Things that bear closer observation:
Whilst having a midmorning cup of tea, we sat on the back verandah in the sun and watched the resident swallows. Have they flown all the way from Russia, we wondered? They have renovated their nest above the security light and twisted my horse’s tail hair all around. They take it in turns to nest, one in, one out. Whilst one is in, the other sits on the powerlines and they sing and chat with each other. Occasionally they fly off together, not far, but with aeronautic tricks and tumbles. They are old friends and we welcome them every Spring. We also noticed that the ewes and lambs had pushed a gate open and let themselves into the paddock that they had begun lambing in seven weeks ago.

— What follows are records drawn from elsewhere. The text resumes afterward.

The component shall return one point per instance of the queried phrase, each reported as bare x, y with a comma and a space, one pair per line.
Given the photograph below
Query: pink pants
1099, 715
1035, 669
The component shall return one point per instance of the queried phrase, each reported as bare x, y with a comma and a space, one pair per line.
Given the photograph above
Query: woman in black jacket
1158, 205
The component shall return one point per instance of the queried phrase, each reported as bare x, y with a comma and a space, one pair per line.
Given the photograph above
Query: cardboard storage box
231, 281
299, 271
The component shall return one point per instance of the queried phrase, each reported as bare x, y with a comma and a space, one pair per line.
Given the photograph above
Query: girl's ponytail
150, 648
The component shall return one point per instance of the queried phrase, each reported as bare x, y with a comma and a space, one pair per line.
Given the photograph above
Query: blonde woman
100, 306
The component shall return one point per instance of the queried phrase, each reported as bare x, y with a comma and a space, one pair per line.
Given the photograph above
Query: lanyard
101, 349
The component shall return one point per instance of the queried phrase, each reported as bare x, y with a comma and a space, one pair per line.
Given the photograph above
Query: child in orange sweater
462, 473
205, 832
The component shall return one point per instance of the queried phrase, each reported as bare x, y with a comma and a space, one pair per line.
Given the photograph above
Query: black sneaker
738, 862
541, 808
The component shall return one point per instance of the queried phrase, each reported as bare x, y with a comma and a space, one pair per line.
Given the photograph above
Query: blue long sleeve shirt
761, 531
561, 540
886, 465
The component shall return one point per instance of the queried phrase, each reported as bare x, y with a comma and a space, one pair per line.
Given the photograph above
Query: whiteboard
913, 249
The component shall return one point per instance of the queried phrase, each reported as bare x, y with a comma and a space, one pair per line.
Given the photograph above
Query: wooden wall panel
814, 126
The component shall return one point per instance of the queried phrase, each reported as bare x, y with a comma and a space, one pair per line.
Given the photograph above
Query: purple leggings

When I first read Sei Shonagon, one of the things I noticed and deplored, was her misplaced arrogance. The arrogance of the nobility of a thousand years ago. But one can never ignore her acuity, her powers of observation. It is this particular aspect of her work that I love and which I try to emulate in my own Pillow Book.
Things to think about:
How quickly the body loses its fitness and how relevant is the old saying ‘Use it or lose it’. How my old dog asks for so little in life . . . food at regular intervals, a comfy bed, a walk once a day and the need to know exactly where I am at any given time. How incredible it is that newborn lambs can survive rain, a southerly change and then frost and temps of zero degrees. How valuable is friendship. How maybe the story isn’t too bad . . . that it could entice readers. That winter is over and we are launched into the heady scents of Spring. How all sensations of any sort, good or bad, are impermanent. Life is short and worth the effort.